“La revisione della spesa? Funziona, sta andando e sta andando bene ma non butto via il bambino con l’acqua sporca: tagliamo 1000 poltrone e non la sanità“. Così Matteo Renzi, a In mezz’ora, ha negato quello che il suo governo ha scritto nero su bianco nella nota di aggiornamento del Documento di economia e finanza: il profilo della spending review sarà “più graduale” rispetto a quanto previsto nella prima versione del Def, quella approvata lo scorso aprile. Questo perché, si legge, “il taglio delle spese riduce l’impatto favorevole sulla crescita della cancellazione delle clausole di salvaguardia“. Dunque il taglio della spesa pubblica non sarà di 10 miliardi ma si fermerà, stando alle anticipazioni, intorno ai 7. Eppure il premier, nel giorno in cui il commissario Ue agli Affari economici Pierre Moscovici avverte che l’eliminazione delle tasse sulla prima casa va coperta proprio con i tagli alla spesa pubblica, non lo ha ammesso. E ha preferito battere sul tasto delle “poltrone” tagliate e sulla crescita che riparte (“è stato prevista al rialzo al +0,9%, ma secondo me arriviamo all’1%”). Poi ha ripetuto che non ci saranno riduzioni dei fondi destinati alla sanità, anche se lui stesso ha detto che l’anno prossimo saranno 111 miliardi contro i 113,1 previsti.
def nota
Poi Renzi ha annunciato che con la legge di Stabilità che verrà presentata entro il 15 ottobre verrà ridotto il canone Rai: “Oggi costa 113 euro, il prossimo anno costerà 100 euro”. E ci sarà un meccanismo per cui “chi è onesto e paga, paga meno”. Per farlo “credo che lo strumento che verrà scelto sarà la bolletta”. Idea vecchia, quella del canone nella bolletta elettrica: se ne è tornato a parlare nella primavera 2014 e il governo avrebbe voluto introdurla nella manovra dello scorso anno, ma l’ipotesi fu archiviata dopo le critiche del presidente dell’Autorità per l’energia Guido BortoniIl taglio dell’Ires, promesso per il 2017, sarà poi anticipato “almeno in parte” all’anno prossimo e non solo per le imprese del Sud, perché in quel caso finirebbe nel mirino di Bruxelles come aiuto di Stato.

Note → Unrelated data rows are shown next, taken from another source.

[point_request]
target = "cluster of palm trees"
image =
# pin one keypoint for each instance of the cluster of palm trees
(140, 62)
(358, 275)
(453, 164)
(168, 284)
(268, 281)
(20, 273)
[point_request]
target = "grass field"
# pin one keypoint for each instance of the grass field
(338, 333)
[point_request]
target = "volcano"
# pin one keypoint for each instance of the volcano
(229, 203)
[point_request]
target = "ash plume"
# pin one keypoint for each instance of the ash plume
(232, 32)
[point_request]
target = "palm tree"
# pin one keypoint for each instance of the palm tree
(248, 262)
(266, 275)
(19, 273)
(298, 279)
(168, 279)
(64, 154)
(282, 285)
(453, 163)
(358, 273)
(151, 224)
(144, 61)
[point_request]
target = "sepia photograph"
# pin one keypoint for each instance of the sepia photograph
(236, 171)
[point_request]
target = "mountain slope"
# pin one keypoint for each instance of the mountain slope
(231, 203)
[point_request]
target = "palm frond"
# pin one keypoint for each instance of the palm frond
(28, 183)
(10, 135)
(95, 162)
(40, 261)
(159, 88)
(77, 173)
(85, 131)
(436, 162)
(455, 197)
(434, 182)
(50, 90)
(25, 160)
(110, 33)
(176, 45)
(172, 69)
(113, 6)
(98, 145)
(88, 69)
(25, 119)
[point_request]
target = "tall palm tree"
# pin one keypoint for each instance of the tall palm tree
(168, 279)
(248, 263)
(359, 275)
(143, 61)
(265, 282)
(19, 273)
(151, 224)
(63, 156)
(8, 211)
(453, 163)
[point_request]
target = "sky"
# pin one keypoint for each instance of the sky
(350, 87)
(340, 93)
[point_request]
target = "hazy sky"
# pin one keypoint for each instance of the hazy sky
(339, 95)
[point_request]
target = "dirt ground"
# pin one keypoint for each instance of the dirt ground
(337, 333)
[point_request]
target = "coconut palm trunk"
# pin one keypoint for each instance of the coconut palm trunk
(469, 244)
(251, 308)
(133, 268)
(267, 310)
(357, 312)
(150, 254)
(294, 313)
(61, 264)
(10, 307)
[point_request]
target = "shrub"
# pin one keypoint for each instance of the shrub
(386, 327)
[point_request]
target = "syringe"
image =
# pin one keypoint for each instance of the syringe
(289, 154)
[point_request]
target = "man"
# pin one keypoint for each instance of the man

“Io voglio l’economia più forte d’Europa”, ha detto l’inquilino di Palazzo Chigi. “Per questo nel 2017 porteremo il peso delle tasse pagate dagli imprenditori sugli utili sotto il 25% che è il livello della Spagna, il più basso d’Europa. Contro il 31,4% attuale, il 32% della Francia e il 30% della Germania”. Smentita invece l’indiscrezione secondo cui la “digital tax” entrerà in vigore già il prossimo anno: “Dobbiamo trovare un modo per far pagare le grandi multinazionali ma ‘cum grano salis’ e a livello europeo. O l’Europa lo fa nel 2016 o noi nel 2017, abbiamo detto. Ma dobbiamo evitare di farla percepire come una tassa sull’innovazione“.
Sul fronte delle entrate, Palazzo Chigi punta sul rientro dei capitali, a cui grazie alla proroga decisa la settimana scorsa si potrà aderire fino a fine novembre. “Il primo miliardo e mezzo è già entrato”, ha detto Renzi, e “sul prossimo anno saremo molto prudenti nella legge di Stabilità, metteremo poco: 2-2,5 miliardi. Ma sono convinto che dalla Svizzera arriverà una cifra intorno ai 5 miliardi“.